The year is passing. The grain fields have become crisply
golden, and the farmers are harvesting the barley crop; large and small
golden straw bales are being loaded onto transport to be conveyed to
storage areas or to other parts of the country, and trailer loads of the
combined grain are being taken into barns for final drying before being
sold to the merchants. Wheat and oats will be in the field a little longer
yet. Some potatoes have been harvested, and many fields are already
ploughed over for the next crop, possibly oil seed rape.

Barley
On the roadsides and in wild places, Ragwort and Rose Bay
Willowherb still continue to bloom, but the thistles are already sending
their downy seeds way up into the air and on to their new homes, to
germinate and carry on the species!
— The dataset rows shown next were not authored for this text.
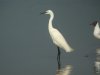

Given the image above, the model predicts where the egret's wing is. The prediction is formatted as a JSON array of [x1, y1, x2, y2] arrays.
[[50, 29, 72, 52]]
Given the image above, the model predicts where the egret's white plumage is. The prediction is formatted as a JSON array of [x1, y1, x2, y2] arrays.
[[92, 21, 100, 39], [42, 10, 73, 52]]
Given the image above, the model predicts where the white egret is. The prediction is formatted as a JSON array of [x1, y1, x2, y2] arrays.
[[41, 10, 73, 64], [90, 21, 100, 39], [41, 10, 73, 55]]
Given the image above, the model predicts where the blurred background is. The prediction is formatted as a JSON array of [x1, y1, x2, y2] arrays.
[[0, 0, 100, 75]]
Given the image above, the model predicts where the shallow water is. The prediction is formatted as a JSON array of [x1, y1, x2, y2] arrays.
[[0, 0, 100, 75]]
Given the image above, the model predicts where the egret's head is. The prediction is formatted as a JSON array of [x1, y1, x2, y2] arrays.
[[90, 21, 98, 26], [41, 10, 53, 14]]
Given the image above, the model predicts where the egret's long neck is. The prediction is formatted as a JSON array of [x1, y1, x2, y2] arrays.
[[48, 13, 54, 28], [94, 23, 100, 31]]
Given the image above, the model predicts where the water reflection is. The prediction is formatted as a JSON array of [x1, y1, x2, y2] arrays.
[[56, 65, 72, 75], [95, 49, 100, 74], [56, 52, 72, 75]]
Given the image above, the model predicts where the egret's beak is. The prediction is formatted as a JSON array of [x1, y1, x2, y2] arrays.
[[90, 21, 97, 26], [40, 12, 46, 14]]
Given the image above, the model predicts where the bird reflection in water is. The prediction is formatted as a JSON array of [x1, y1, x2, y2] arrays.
[[95, 49, 100, 75], [56, 47, 72, 75], [56, 65, 72, 75]]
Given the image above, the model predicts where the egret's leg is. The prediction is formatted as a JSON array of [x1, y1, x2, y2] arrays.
[[57, 47, 60, 69]]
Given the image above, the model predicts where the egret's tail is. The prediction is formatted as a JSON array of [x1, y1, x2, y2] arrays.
[[64, 47, 74, 52]]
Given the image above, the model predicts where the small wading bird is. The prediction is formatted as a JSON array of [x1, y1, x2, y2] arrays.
[[41, 10, 73, 63], [90, 21, 100, 39]]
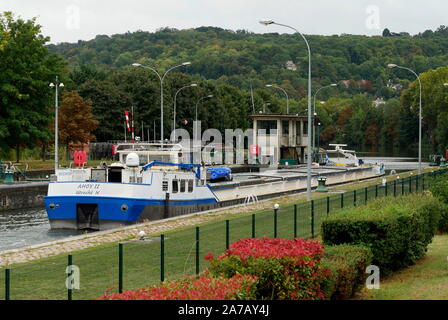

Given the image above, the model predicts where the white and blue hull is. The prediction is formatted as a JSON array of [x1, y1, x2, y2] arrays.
[[45, 162, 384, 230]]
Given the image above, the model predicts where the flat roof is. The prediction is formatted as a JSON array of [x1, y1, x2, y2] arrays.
[[249, 113, 308, 119]]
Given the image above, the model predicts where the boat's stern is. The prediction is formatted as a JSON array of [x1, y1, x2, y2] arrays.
[[45, 182, 144, 230]]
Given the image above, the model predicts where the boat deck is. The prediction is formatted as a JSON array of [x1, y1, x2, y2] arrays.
[[209, 166, 371, 189]]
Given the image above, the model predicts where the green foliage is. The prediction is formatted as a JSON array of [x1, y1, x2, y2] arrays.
[[322, 194, 446, 274], [0, 12, 64, 159], [428, 175, 448, 233], [322, 244, 372, 299], [401, 66, 448, 152]]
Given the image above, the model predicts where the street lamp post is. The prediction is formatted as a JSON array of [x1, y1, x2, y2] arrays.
[[173, 83, 198, 139], [387, 63, 422, 174], [313, 83, 338, 150], [49, 76, 64, 174], [193, 94, 213, 162], [194, 94, 213, 122], [132, 61, 191, 143], [266, 84, 289, 114], [260, 20, 312, 200]]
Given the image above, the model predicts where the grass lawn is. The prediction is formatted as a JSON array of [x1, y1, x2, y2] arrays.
[[356, 235, 448, 300]]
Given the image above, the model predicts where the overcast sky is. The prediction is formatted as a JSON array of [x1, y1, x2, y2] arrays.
[[0, 0, 448, 43]]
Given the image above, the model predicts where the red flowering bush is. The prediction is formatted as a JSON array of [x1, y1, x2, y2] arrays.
[[206, 238, 330, 300], [98, 272, 257, 300]]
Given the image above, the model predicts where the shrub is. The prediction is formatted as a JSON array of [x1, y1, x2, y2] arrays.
[[428, 175, 448, 233], [207, 238, 329, 300], [322, 244, 372, 299], [322, 193, 444, 274], [98, 273, 257, 300]]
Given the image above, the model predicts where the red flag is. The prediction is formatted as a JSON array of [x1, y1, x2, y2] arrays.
[[124, 111, 131, 132]]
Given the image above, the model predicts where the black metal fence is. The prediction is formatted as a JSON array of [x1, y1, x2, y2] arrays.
[[0, 169, 447, 300]]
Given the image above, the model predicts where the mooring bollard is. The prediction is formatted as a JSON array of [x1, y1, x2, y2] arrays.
[[67, 254, 73, 300], [196, 227, 199, 275], [5, 269, 11, 300]]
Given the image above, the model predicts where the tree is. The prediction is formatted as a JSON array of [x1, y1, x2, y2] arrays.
[[0, 12, 65, 161], [383, 28, 392, 37], [59, 91, 99, 153], [401, 67, 448, 151]]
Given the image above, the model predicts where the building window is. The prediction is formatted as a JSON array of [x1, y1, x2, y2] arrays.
[[180, 179, 185, 192], [257, 120, 277, 134], [172, 180, 179, 193]]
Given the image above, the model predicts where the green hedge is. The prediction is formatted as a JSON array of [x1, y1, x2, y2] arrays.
[[428, 175, 448, 233], [322, 192, 445, 275], [322, 244, 373, 299]]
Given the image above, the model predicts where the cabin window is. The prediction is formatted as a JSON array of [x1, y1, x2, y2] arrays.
[[257, 120, 277, 134], [180, 179, 185, 192], [162, 180, 168, 191], [172, 180, 179, 193], [282, 120, 289, 134]]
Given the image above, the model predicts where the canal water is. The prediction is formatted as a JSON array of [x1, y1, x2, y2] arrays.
[[0, 208, 84, 251], [0, 156, 427, 251]]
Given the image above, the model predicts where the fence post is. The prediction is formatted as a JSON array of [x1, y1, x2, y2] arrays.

Yet another umbelliferous plant has
taken up the flowering sequence in the hedgerows - this time the False
Elder, so called because its leaves resemble those of the Elder tree, and
a non-flowering plant can easily be mistaken for an elder seedling. Its
convex flowerheads have a pinky tinge to them, and they stand out amongst
the dried up cow parsley, hemlock and hogweed which all now bear their
brown seed heads.

Rose Bay Willowherb
In fact most wild places are now brown and gold tinged as
the grasses and many flowers have gone to seed. The trees are still green,
but age is showing in their leaves; no longer are they fresh looking and
transparent, but are leathery and possibly showing signs of insect damage.
Their fruits are now quite prominent, and especially this month we see the
extent of the hazel nut crop - the pale green nutlets standing out against
the dark green leaves. The squirrels of course take most of the crop!! The
Rowan berries have ripened to a rich red colour, and already the birds are
feeding from them - especially in town gardens, and the beech tree has
started to shed its nuts, although most of these are not really ripe yet.

Scabious
The Wild Carrot is flowering now - it too is an
umbelliferous
plant, whose flowerhead changes shape and colour as it matures, from
convex and pink to flat and white!! We have also seen the blues and lilacs
of the wild Scabious, whose tall stems reach to the light above the
seeding grasses, and the delicate pale blue Harebell, so fragile looking
and dainty. The Convolvulus, which bears the largest wild flower in
Britain, has rampaged up, over and into, as many hedges and other
obstacles as it can, and has now opened its large white trumpet shaped
flowers- pretty, but a nuisance in vegetable and ornamental gardens due to
its overbearing habit.

Convolvulus
The moors are a picture - the flowering Heather covering
the landscape with pale lavender, and scenting the air with a sweet
per-Fume. It is much loved by the bees, and hives have been taken to the
moors for them to collect from the heather and produce wonderful golden
runny honey whose scent in the depths of winter brings a memory of late
summer(early autumn, and sunshine on the heather.